Pengamat Komunikasi Politik Frans Immanuel Saragih menyampaikan apa yang dilaporkan oleh EIU tersebut merupakan gambaran bagaimana dunia global memandang perjalanan demokrasi di Indonesia.

“Mungkin beberapa hal dari standar penelitian mereka perlu kita ketahui terlebih dahulu,” kata Frans di Jakarta, Senin (10/3/2025).

Sebagai informasi, Kantor Staf Presiden (KSP) berekasi cukup keras menyikapi laporan EIU tersebut. Bahkan Kepala Kantor Komunikasi Kepresidenan stau Presidential Communication Office (PCO) Hasan Nasbi sampai membandingkan posisi Israel yang indeks demokrasinya berada di atas Indonesia.

“Menurut saya, segala laporan Global anggap saja sebagai bahan masukan yang berharga bagi kita, tidak perlu disikapi terlalu reaksional. Yang perlu kita ketahui terlebih dahulu adalah alat ukur yang EIU gunakan, apakah praktik demokrasi dalam negeri saja atau juga kebijakan luar negerinya juga dihitung,” ungkap Frans.

“Memang kondisi yang harus kita hadapi saat ini sangat multi kompleks, sehingga banyak menyedot energi bagi siapapun yang ,” imbuhnya.

Oleh karena, lanjut Frans, pemerintah jangan terlalu cepat bereaksi atas berita berita yang mungkin menyita energi dam memancing reaksi lebih luas.

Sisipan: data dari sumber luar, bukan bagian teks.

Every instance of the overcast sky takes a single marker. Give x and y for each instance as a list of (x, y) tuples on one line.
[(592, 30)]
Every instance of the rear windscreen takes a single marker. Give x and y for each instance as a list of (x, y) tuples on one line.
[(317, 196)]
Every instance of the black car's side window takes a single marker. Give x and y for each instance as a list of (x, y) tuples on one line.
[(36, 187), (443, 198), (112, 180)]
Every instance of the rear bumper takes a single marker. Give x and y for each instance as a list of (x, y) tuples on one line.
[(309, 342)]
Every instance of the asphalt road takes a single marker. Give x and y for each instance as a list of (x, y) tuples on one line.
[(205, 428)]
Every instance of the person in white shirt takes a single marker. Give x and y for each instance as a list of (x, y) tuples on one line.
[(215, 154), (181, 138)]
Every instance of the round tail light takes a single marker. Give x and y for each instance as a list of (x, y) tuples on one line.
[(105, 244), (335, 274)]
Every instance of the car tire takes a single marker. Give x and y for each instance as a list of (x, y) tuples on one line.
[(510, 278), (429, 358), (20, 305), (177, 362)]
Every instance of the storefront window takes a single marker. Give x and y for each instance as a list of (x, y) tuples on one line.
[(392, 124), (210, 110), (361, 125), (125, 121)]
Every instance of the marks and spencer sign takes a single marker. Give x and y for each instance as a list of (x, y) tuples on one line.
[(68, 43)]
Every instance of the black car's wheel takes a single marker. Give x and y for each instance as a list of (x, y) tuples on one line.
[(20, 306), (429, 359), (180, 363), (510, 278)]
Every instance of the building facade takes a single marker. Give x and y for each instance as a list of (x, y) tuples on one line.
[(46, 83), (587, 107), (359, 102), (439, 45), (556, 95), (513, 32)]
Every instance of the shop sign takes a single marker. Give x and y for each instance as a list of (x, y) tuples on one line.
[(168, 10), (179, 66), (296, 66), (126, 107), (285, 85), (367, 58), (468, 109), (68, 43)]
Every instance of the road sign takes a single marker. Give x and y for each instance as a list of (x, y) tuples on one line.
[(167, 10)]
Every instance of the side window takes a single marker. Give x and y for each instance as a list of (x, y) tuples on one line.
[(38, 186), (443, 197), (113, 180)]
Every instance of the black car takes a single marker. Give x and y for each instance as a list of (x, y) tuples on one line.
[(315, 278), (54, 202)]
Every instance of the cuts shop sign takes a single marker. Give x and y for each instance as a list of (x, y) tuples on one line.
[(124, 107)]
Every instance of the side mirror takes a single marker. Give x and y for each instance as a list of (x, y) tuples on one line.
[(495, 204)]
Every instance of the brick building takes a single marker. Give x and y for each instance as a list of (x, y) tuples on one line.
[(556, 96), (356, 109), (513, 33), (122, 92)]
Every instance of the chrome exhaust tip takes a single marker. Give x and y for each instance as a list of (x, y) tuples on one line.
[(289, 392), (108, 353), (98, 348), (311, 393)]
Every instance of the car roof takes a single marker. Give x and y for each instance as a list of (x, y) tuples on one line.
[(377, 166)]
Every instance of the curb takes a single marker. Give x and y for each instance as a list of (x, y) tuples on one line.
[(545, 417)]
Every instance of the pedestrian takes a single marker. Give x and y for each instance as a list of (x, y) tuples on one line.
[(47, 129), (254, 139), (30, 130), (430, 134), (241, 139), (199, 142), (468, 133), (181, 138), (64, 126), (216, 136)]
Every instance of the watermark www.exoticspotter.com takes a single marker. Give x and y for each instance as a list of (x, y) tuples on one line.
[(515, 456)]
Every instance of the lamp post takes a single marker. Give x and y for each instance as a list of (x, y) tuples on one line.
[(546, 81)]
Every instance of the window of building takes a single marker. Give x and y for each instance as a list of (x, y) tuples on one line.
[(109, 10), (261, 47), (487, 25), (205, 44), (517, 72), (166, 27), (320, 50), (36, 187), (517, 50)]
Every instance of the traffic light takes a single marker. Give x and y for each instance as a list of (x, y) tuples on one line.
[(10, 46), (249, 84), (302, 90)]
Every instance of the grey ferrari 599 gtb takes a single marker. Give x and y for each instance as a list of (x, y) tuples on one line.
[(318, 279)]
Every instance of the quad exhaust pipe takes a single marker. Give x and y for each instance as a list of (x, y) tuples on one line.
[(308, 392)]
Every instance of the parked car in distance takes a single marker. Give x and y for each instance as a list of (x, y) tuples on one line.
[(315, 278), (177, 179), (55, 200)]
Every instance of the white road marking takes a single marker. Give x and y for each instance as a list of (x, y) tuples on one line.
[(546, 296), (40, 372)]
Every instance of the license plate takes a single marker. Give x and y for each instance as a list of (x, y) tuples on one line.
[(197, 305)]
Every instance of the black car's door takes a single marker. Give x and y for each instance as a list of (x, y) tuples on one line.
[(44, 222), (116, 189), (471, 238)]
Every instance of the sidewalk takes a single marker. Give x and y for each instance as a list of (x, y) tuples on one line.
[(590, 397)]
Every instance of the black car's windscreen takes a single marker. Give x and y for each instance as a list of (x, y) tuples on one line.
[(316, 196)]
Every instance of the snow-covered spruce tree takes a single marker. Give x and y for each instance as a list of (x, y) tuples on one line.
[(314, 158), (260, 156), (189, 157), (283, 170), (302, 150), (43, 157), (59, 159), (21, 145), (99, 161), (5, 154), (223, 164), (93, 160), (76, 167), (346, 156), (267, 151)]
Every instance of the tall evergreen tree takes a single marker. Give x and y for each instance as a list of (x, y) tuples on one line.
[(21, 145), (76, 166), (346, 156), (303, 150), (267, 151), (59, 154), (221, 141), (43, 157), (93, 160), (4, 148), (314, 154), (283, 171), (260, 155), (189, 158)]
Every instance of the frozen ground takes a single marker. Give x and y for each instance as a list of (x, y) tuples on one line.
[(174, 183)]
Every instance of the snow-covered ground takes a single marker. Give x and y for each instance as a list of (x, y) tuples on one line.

“Pada zaman Presiden Soeharto dengan segala permasalahan yang dihadapi kita memiliki sosok yang namanya Pak Moerdiono, yang merupakan tempat bertanya para jurnalis, beliau memaparkan dengan sangat pelan dan hati hati, karena menginginkan situasi tetap adem, baik di tatanan dalam negeri maupun luar negeri. Hal baik ini dari pemerintahan sebelumnya perlu dipelajari, seandainya masih relevan mungkin bisa diikuti,” tutur Frans

Seharusnya, kata Frabs, rilis yang disampaikan EIU ditahun 2025 atas pengamatan tahun 2024 itu dijadikan masukan yang berharga. Apalagi ini pemerintahan baru, maka untuk menjawabnya, pemerintahan sekarang membuktikan dengan pelaksanaan demokrasi yang baik di 2025.

“Karena menurut hemat saya tidak semua hal perlu disikapi terlalu cepat, lebih baik kita fokus membangun negara kita dan memenuhi kebutuhan ,asyarakat kita, karena dunia akan melihat apabila kesejahteraan rakyat bertumbuh positif,” ujarnya.

“Itulah yang perlu kita perjuangkan, bagaimana kesejahteraan itu terwujud. Masyarakat yang Sejahtera biasanya sejalan dengan peningkatan kemampuan intelektual masyararakat, karena semuanya tercukupi. Masyarakat yang intelektualnya baik otomatis akan memelihara kehidupan demokrasi yang sehat,” ungkap Frans.